Walikota Malang bersama generasi pertama TRIP, tampak menabur bunga di makam 35 Pahlawan TRIP. Drs Sutiaji mengatakan bahwa tabur bunga di makam Pahlawan TRIP bakal menjadi agenda rutin Pemerintah Kota Malang.

” Ketika ada momen-momen hari pahlawan dan 17 Agustus, setelah dari makam pahlawan, kita yarus datang kesini tabur bunga pagi. Ini komitmen kami, sebagai agenda rurin pemerintah Kota Malang. Bangsa yang besar adalah bangsa yang menghargai para pahlawan.

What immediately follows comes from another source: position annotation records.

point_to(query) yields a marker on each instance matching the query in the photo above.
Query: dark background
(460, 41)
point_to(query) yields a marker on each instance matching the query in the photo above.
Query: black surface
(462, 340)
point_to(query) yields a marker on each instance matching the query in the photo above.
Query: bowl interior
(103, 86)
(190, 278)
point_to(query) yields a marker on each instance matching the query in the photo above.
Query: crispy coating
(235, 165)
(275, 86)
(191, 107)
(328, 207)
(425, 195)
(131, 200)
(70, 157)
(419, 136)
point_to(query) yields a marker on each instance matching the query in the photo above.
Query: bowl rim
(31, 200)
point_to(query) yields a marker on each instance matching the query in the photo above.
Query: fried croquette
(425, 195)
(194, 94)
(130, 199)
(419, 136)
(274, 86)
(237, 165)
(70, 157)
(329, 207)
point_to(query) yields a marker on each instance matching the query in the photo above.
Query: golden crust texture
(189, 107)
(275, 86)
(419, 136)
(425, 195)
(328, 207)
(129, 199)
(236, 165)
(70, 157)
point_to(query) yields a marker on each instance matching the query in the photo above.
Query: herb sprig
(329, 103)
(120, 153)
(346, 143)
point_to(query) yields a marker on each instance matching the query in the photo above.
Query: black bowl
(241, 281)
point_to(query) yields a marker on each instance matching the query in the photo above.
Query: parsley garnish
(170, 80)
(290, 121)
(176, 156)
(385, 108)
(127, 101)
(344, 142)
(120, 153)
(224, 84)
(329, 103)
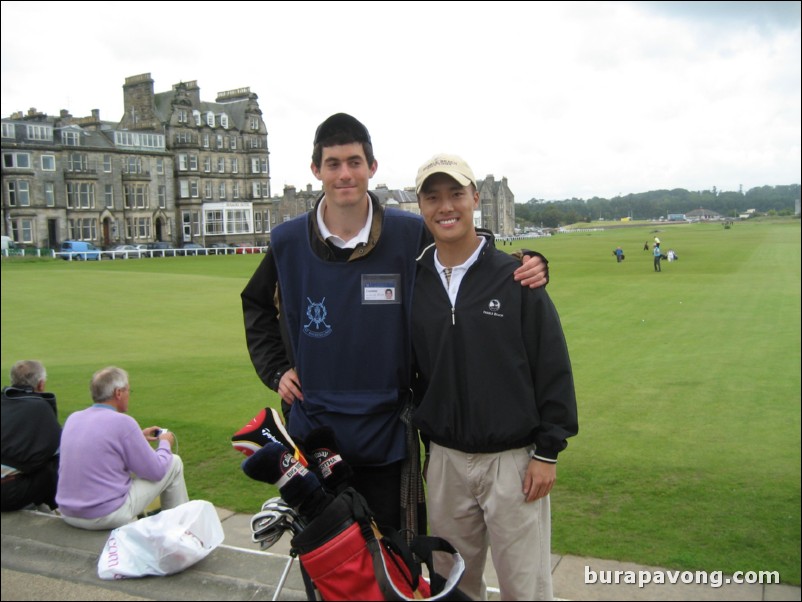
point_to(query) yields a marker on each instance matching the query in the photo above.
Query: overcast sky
(565, 100)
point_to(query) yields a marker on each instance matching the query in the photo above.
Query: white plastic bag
(162, 544)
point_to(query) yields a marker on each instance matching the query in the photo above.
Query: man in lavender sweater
(109, 473)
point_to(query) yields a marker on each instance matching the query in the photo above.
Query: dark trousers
(381, 488)
(31, 488)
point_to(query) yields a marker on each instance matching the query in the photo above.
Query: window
(83, 228)
(17, 160)
(22, 230)
(77, 162)
(139, 140)
(214, 222)
(132, 164)
(238, 221)
(39, 132)
(70, 138)
(141, 227)
(18, 193)
(50, 194)
(135, 196)
(80, 196)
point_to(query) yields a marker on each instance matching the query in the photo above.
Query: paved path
(45, 559)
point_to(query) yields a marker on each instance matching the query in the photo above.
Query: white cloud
(563, 99)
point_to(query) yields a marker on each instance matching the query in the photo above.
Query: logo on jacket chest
(316, 313)
(493, 309)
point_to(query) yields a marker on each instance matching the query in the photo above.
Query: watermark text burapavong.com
(642, 578)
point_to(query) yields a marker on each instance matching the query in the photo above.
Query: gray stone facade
(174, 168)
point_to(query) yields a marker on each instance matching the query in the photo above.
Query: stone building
(497, 206)
(175, 168)
(220, 157)
(81, 178)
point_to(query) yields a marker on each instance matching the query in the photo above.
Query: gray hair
(106, 381)
(28, 373)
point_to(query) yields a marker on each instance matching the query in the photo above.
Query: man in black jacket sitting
(31, 435)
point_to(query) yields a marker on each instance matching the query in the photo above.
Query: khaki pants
(171, 488)
(476, 501)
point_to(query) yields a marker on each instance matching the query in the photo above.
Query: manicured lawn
(688, 381)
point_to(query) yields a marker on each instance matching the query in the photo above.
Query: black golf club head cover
(324, 458)
(299, 488)
(267, 426)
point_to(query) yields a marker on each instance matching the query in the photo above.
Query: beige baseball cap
(451, 165)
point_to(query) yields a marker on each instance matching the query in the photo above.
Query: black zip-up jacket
(493, 374)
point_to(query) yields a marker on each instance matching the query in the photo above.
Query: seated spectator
(109, 473)
(30, 439)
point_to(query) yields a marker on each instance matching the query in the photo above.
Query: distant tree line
(773, 200)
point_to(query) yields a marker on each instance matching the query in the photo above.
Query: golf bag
(346, 557)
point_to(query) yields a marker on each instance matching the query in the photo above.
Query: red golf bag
(346, 557)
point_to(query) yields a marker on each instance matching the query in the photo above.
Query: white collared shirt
(457, 272)
(360, 238)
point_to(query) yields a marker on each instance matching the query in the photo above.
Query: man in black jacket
(338, 352)
(31, 436)
(496, 389)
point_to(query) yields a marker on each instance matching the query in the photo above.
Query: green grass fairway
(688, 381)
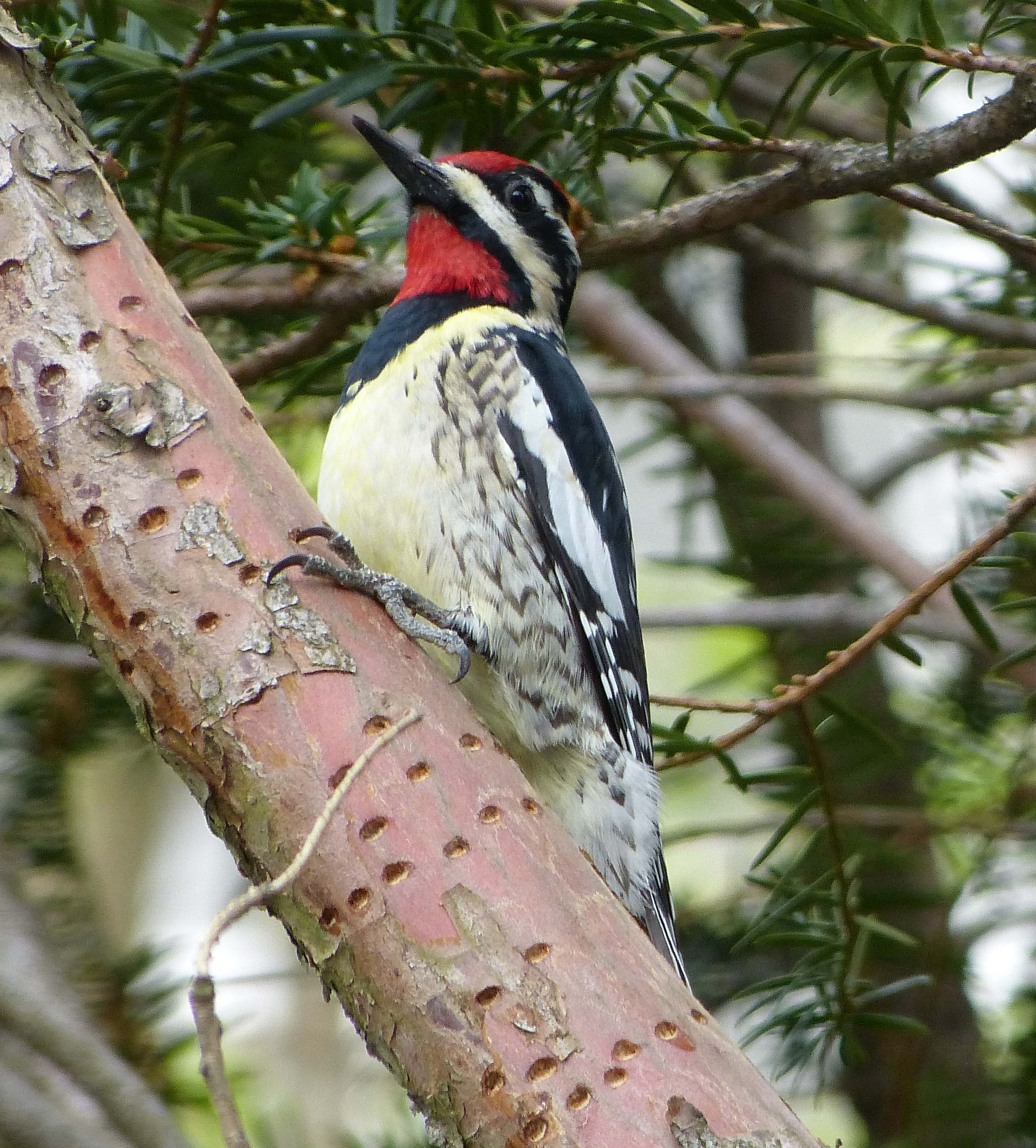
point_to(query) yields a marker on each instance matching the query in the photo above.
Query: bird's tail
(660, 917)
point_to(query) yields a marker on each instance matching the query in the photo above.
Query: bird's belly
(427, 496)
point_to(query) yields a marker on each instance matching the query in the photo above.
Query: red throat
(440, 260)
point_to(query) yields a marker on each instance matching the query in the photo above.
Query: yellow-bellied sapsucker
(476, 495)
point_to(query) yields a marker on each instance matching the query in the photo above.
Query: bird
(469, 484)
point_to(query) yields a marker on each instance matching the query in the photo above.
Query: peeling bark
(480, 955)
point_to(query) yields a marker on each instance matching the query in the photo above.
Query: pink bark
(479, 953)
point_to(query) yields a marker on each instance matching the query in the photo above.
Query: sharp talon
(286, 564)
(316, 532)
(465, 664)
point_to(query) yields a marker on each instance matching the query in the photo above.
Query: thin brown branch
(928, 205)
(40, 1010)
(830, 815)
(945, 58)
(707, 704)
(295, 348)
(66, 655)
(793, 261)
(250, 695)
(792, 696)
(202, 993)
(913, 822)
(612, 320)
(331, 261)
(178, 117)
(809, 390)
(831, 172)
(827, 172)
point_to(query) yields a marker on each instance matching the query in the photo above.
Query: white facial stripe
(526, 251)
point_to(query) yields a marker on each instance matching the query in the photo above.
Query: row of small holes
(494, 1080)
(536, 1130)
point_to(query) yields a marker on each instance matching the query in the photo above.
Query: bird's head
(487, 225)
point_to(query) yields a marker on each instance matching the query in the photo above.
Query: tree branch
(67, 655)
(830, 173)
(178, 116)
(433, 907)
(917, 824)
(39, 1010)
(767, 248)
(611, 317)
(793, 696)
(817, 613)
(928, 205)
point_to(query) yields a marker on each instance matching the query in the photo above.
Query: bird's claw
(418, 617)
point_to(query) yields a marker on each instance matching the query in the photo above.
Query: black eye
(520, 197)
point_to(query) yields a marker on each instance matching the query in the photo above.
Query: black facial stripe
(561, 202)
(473, 227)
(543, 229)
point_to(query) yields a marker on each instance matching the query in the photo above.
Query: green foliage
(237, 168)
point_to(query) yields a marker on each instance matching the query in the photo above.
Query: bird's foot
(418, 617)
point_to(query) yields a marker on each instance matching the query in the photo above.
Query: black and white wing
(579, 501)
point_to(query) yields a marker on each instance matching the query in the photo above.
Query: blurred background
(909, 1020)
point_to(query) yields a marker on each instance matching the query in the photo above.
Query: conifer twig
(178, 117)
(202, 993)
(806, 686)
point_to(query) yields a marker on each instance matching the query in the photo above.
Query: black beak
(423, 180)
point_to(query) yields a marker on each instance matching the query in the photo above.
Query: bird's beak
(423, 180)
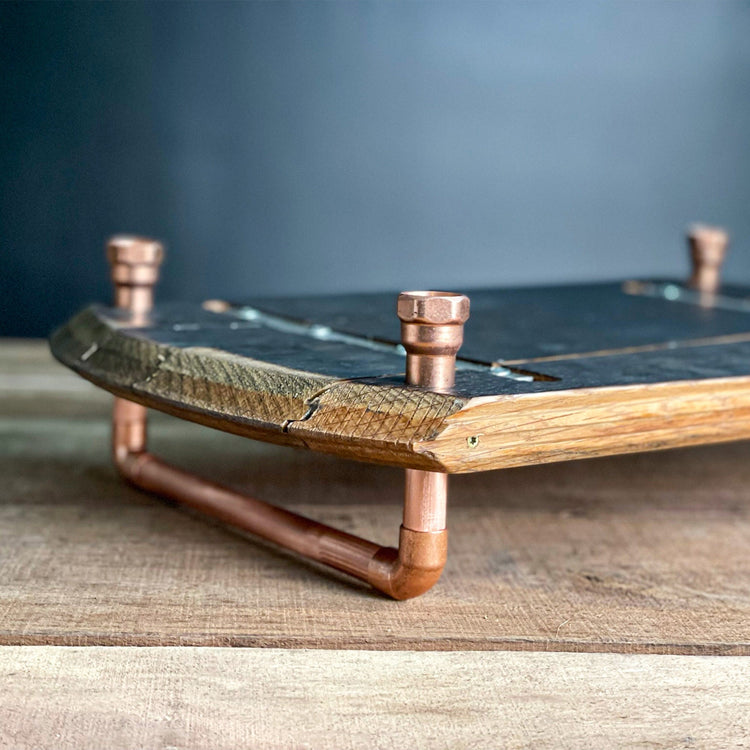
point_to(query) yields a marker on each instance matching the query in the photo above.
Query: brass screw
(432, 331)
(134, 265)
(708, 247)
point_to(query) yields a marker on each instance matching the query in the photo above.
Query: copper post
(708, 247)
(401, 573)
(134, 263)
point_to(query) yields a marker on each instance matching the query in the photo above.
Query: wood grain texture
(211, 699)
(247, 381)
(643, 553)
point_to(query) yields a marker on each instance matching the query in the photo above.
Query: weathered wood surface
(211, 699)
(643, 553)
(690, 385)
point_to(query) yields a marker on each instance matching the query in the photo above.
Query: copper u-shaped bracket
(431, 332)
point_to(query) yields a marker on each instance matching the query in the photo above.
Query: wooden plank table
(639, 564)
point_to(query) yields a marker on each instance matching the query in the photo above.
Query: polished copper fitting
(432, 331)
(434, 335)
(134, 265)
(708, 248)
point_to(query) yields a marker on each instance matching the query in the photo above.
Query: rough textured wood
(284, 387)
(643, 553)
(210, 699)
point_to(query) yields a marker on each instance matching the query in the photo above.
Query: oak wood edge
(520, 430)
(353, 419)
(400, 426)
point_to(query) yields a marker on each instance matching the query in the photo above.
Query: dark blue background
(289, 148)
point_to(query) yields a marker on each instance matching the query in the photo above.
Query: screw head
(433, 308)
(134, 251)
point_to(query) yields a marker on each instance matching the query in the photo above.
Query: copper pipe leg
(432, 328)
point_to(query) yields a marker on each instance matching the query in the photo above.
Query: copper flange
(432, 331)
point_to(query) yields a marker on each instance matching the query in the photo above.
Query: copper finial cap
(432, 331)
(708, 248)
(433, 308)
(135, 261)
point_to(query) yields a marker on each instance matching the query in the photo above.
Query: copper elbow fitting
(134, 263)
(708, 248)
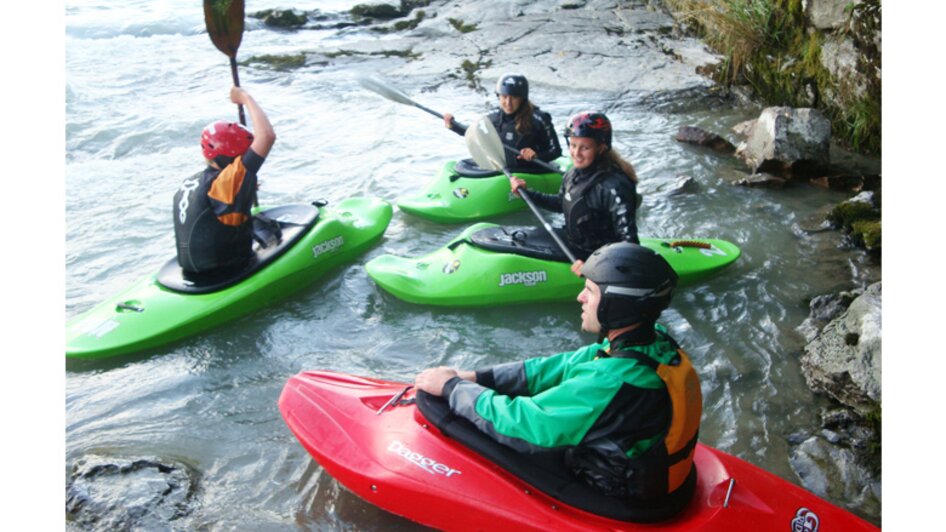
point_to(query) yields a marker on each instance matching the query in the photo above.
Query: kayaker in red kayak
(213, 225)
(598, 194)
(520, 124)
(626, 410)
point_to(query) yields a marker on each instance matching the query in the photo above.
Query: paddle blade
(485, 145)
(224, 20)
(379, 85)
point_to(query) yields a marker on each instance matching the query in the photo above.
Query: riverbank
(200, 415)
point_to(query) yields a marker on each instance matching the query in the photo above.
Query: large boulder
(828, 14)
(788, 142)
(844, 360)
(107, 493)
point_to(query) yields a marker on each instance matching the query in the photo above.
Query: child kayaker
(625, 410)
(213, 225)
(520, 124)
(598, 194)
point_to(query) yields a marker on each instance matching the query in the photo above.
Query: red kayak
(372, 437)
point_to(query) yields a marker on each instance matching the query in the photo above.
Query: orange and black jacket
(212, 215)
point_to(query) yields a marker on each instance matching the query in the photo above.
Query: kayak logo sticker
(427, 464)
(713, 251)
(805, 521)
(451, 267)
(327, 246)
(523, 278)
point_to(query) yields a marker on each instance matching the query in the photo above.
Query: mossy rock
(850, 212)
(282, 18)
(867, 232)
(379, 11)
(278, 62)
(460, 26)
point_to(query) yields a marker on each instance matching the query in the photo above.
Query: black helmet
(513, 85)
(589, 124)
(636, 284)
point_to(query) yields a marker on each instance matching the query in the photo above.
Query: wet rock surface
(554, 43)
(844, 360)
(105, 493)
(788, 142)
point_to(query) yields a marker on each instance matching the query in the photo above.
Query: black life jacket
(663, 468)
(586, 227)
(203, 242)
(506, 127)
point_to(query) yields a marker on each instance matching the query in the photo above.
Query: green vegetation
(768, 45)
(278, 62)
(406, 54)
(867, 232)
(281, 18)
(460, 26)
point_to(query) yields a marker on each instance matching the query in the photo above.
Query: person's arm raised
(263, 134)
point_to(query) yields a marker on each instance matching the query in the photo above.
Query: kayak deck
(462, 274)
(398, 461)
(451, 197)
(149, 315)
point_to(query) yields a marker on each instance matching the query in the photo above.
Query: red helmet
(589, 124)
(225, 138)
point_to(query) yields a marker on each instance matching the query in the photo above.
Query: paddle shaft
(524, 194)
(381, 87)
(236, 83)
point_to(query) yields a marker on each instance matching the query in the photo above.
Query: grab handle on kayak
(393, 400)
(689, 244)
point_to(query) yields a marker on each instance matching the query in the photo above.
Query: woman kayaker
(213, 226)
(598, 194)
(520, 124)
(626, 410)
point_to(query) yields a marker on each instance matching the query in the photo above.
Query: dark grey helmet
(636, 284)
(513, 85)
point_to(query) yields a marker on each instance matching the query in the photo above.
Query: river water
(142, 79)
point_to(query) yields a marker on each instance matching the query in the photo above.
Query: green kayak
(489, 265)
(170, 305)
(463, 192)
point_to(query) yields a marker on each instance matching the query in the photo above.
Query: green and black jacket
(607, 406)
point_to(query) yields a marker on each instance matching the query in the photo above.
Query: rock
(839, 182)
(835, 472)
(861, 207)
(282, 18)
(788, 142)
(762, 181)
(744, 129)
(839, 57)
(825, 308)
(828, 14)
(119, 494)
(844, 360)
(701, 137)
(377, 11)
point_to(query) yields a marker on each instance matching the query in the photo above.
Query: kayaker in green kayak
(213, 224)
(598, 194)
(624, 412)
(520, 124)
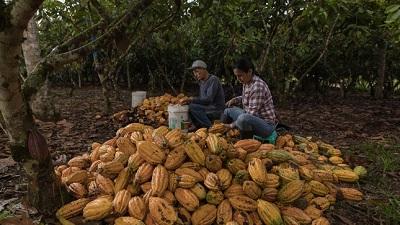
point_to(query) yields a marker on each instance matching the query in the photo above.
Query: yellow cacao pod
(121, 201)
(313, 212)
(174, 138)
(233, 190)
(137, 208)
(213, 163)
(224, 212)
(125, 145)
(249, 145)
(234, 165)
(297, 214)
(144, 173)
(195, 153)
(212, 182)
(252, 189)
(78, 190)
(190, 172)
(217, 128)
(106, 185)
(126, 220)
(98, 208)
(204, 215)
(242, 202)
(135, 161)
(321, 203)
(175, 158)
(122, 180)
(350, 194)
(79, 176)
(213, 144)
(346, 175)
(269, 194)
(257, 171)
(199, 190)
(187, 199)
(318, 188)
(214, 197)
(320, 221)
(150, 152)
(291, 191)
(225, 178)
(78, 161)
(161, 211)
(72, 209)
(269, 212)
(159, 180)
(186, 181)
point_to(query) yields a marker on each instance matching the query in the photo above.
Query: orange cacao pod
(252, 189)
(159, 180)
(137, 208)
(98, 208)
(187, 199)
(151, 152)
(213, 163)
(121, 201)
(144, 173)
(242, 202)
(204, 215)
(161, 211)
(224, 212)
(175, 158)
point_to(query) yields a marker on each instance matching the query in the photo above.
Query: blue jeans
(247, 122)
(198, 114)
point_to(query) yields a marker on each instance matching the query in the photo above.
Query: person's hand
(229, 125)
(230, 103)
(185, 101)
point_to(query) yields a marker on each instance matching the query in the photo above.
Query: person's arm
(212, 91)
(234, 101)
(257, 95)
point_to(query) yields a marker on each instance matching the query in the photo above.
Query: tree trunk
(30, 46)
(102, 73)
(128, 75)
(380, 82)
(16, 116)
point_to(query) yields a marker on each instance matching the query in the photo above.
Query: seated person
(257, 117)
(211, 99)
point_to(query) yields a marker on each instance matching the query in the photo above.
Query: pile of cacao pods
(160, 176)
(155, 109)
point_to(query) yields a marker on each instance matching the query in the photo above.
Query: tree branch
(22, 12)
(54, 60)
(320, 56)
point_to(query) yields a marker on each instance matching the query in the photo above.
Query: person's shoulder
(214, 78)
(260, 82)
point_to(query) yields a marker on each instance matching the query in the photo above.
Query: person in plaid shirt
(257, 117)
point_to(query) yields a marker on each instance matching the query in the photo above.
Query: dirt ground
(347, 124)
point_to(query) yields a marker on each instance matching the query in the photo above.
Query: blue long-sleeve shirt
(211, 93)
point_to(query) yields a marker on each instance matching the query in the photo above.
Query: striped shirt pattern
(257, 100)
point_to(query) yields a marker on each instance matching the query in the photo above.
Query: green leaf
(393, 17)
(391, 9)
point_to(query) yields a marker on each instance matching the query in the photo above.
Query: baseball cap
(198, 64)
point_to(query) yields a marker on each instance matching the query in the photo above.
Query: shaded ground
(368, 131)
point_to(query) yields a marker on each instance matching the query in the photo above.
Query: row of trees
(296, 45)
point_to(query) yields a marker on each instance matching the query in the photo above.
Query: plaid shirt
(257, 100)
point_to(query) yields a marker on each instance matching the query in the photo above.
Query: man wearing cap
(211, 99)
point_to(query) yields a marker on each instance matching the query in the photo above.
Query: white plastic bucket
(137, 98)
(178, 117)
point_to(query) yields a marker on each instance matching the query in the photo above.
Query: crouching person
(210, 103)
(257, 115)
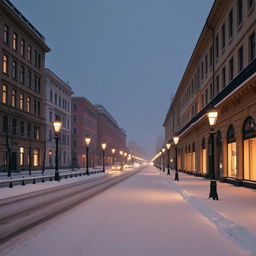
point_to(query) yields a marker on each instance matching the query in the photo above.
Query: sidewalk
(233, 214)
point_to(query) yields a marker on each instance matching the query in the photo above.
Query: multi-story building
(111, 133)
(22, 124)
(221, 73)
(57, 105)
(84, 122)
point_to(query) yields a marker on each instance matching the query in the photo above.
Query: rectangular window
(249, 159)
(223, 77)
(223, 36)
(230, 24)
(36, 157)
(29, 53)
(35, 55)
(4, 94)
(14, 41)
(5, 64)
(232, 170)
(211, 91)
(202, 71)
(231, 69)
(6, 34)
(22, 47)
(28, 104)
(14, 69)
(217, 84)
(206, 64)
(5, 124)
(21, 103)
(39, 61)
(22, 74)
(241, 58)
(35, 83)
(217, 46)
(204, 169)
(22, 156)
(239, 12)
(250, 3)
(211, 57)
(22, 128)
(29, 130)
(13, 102)
(51, 96)
(29, 79)
(252, 52)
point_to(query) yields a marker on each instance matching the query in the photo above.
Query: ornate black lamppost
(163, 150)
(113, 155)
(168, 146)
(103, 146)
(176, 141)
(87, 143)
(57, 126)
(212, 117)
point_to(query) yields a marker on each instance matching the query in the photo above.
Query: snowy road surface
(144, 215)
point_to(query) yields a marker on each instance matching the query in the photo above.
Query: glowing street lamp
(168, 146)
(57, 126)
(176, 141)
(212, 117)
(113, 155)
(87, 143)
(103, 146)
(163, 150)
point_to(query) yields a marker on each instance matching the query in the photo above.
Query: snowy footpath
(149, 215)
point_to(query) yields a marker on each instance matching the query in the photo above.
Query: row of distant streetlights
(57, 127)
(212, 118)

Orang yang berjiwa besar adalah orang yang mengakui sejarah dan jasa orang lain. Peringatan ke 72 ini menjadi angka sempurna. Sebab 7+2 adalah 9. Di Kota Malang inilah patriotisme pelajar berkobar untuk berjuang membela bangsa Indonesia,” ujar Sutiaji.

Pihaknya juga memberikan apresiasi kepada keluarga TRIP. ”Kami berikan apresiasi kepada keluarga TRIP. Perjuangan Pahlawan TRIP menunjukan bahwa kota.pelajar memiliki patriotisme yang tinggi. Perlu kita kenalkan nilai juangnya ke seluruh Indonesia. Selain kita kuatkan disini, akan kami buatkan city branding di sosial media. Kami juga akan adakan anggaran perbaikan di monumen ini. Dalam acara ini anak Bung Tomo juga hadir dari Jakarta. Ini menunjukan bahwa acara ini mengandung nilai sejarah yang luar biasa,” ujar Sutiaji.

Sementara itu Kolonel Purnawirawan CHK Hudi Purnomo, sekretaris umum pengurus pusat Paguyuban TRIP Jawa Timur, menjelaskan bahwa ada 35 pahlawan TRIP yang gugur dalam perang di Jl Salak.

”Beliau berkorban saat masih sekolah di tingkat SMP-SMA. Berjuang untuk Bangsa Indonesia. Ini adalah monumen satu-satunya tentara pelajar di dunia. Terimakasih Pak Walikota, ini adalah bentuk sebuah kepedulian. Monumen ini adalah milik Bangsa Indonesia. Tanggal 17 Agustus, dimohon para pejabat Pemkot Malang dimohon berkenan mengadakan tabur bunga di Pahlawan TRIP,” ujar Hudi.